The findings of (Neumann & Weikum, 2008) showed that RDF-3X addressed the challenge of schema-free data and copes very well with data that exhibit a large diversity of property names (Neumann & Weikum, 2008).  The optimizer of RDF-3X is known to produce efficient query execution plan (Galarraga, Hose, & Schenkel, 2014).  The RDF-3X maintains local indexes for all possible orders and combinations of the triple components and for aggregations which enable efficient local data access (Galarraga et al., 2014).  RDF-3X does not support LUMB.  RDF-3X is a single-node RDF-store which builds indexes over all possible permutations of subject, predicate and object (Huang, Abadi, & Ren, 2011; M. Husain et al., 2011; Schätzle et al., 2014; Zeng et al., 2013).  RDF-X3 is regarded to be the fastest existing semantic web repository and state-of-the-art “benchmark” engine for single place machines (M. Husain et al., 2011; Przyjaciel-Zablocki et al., 2013).  Thus, it outperforms any other solution for queries with bound objects and aggregate queries (M. Husain et al., 2011).

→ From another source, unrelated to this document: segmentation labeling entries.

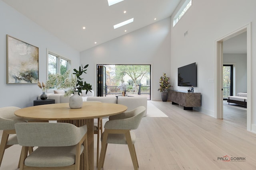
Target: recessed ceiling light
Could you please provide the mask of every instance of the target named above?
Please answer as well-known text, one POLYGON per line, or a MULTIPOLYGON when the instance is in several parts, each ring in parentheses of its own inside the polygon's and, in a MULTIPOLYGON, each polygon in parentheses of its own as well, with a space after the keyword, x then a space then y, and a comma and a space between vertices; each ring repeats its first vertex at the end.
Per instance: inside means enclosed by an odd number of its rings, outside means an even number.
POLYGON ((130 20, 126 20, 125 21, 115 25, 114 25, 114 29, 115 29, 116 28, 119 28, 120 27, 122 27, 122 26, 124 26, 125 25, 126 25, 129 23, 130 23, 131 22, 133 22, 133 18, 131 18, 130 20))
POLYGON ((108 6, 111 6, 112 5, 120 2, 123 0, 108 0, 108 6))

However, the performance of RDF-3X diminishes exponentially for unbound queries and queries with even simple joins if the selectivity factor is low (M. Husain et al., 2011; Przyjaciel-Zablocki et al., 2013).  The experiment of (M. Husain et al., 2011) showed that RDF-3X is not only slower for such queries, it often aborts and cannot complete the query (M. Husain et al., 2011). 

7. Rya: A Scalable RDF Triple Store for the Clouds

            In (Punnoose et al., 2012), the Rya is proposed as a new scalable system for storing and retrieving RDF data in cluster nodes.  In Rya, OWL model is used as a set of triples and store them in the triple store (Punnoose et al., 2012).  Storing all the data in the triple store provides the benefits of using Hadoop MapReduce to run large batch processing jobs against the data set (Punnoose et al., 2012).  The first phase of the process is performed only once at the time when the OWL model is loaded into Rya (Punnoose et al., 2012).  In phase 1, MapReduce job runs to iterate through the entire graph of relationships and output the implicit relationships found as explicit RDF triples stores into the RDF store (Punnoose et al., 2012).  The second phase of the process is performed every time a query is run, and once all explicit and implicit relationships are stored in Rya, the Rya query planner can expand the query at the runtime to utilize all these relationships (Punnoose et al., 2012).   Three table index for indexing RDF triples is used to enhance the performance (Punnoose et al., 2012).  The results of (Punnoose, Crainiceanu, & Rapp, 2015) showed that Rya outperformed SHARD. Moreover, in comparison with the graph-partitioning algorithm introduced by (Huang et al., 2011), as indicated in (Punnoose et al., 2015), the performance of Rya showed superiority in many cases over Graph Partitioning (Punnoose et al., 2015).

Conclusion

This project provided a survey on the state-of-the-art techniques for applying MapReduce to improve the RDF data query processing performance.  Tremendous effort from the industry and researchers have been exerted to develop efficient and scalable RDF processing system.   The project discussed the RDF framework and the major building blocks of the semantic web architecture.   The RDF store architecture and the MapReduce Parallel Processing Framework and Hadoop are discussed in this project.  Researchers have exerted effort in developing Semantic Web technologies which have been standardized to address the inadequacy of the current traditional analytical techniques.   This paper also discussed the most prominent standardized semantic web technologies RDF and SPARQL.  The project also discussed and analyzed in details various techniques applied on MapReduce to improve the RDF query processing performance.  These techniques include RDFPath, PigSPARQL, Interactive SPARQL Query Processing on Hadoop (Sempala), Map-Side Index Nested Loop Join (MAPSIN JOIN), HadoopRDF, RDF-3X (RDF Triple eXpress), and Rya (a Scalable RDF Triple Store for the Clouds).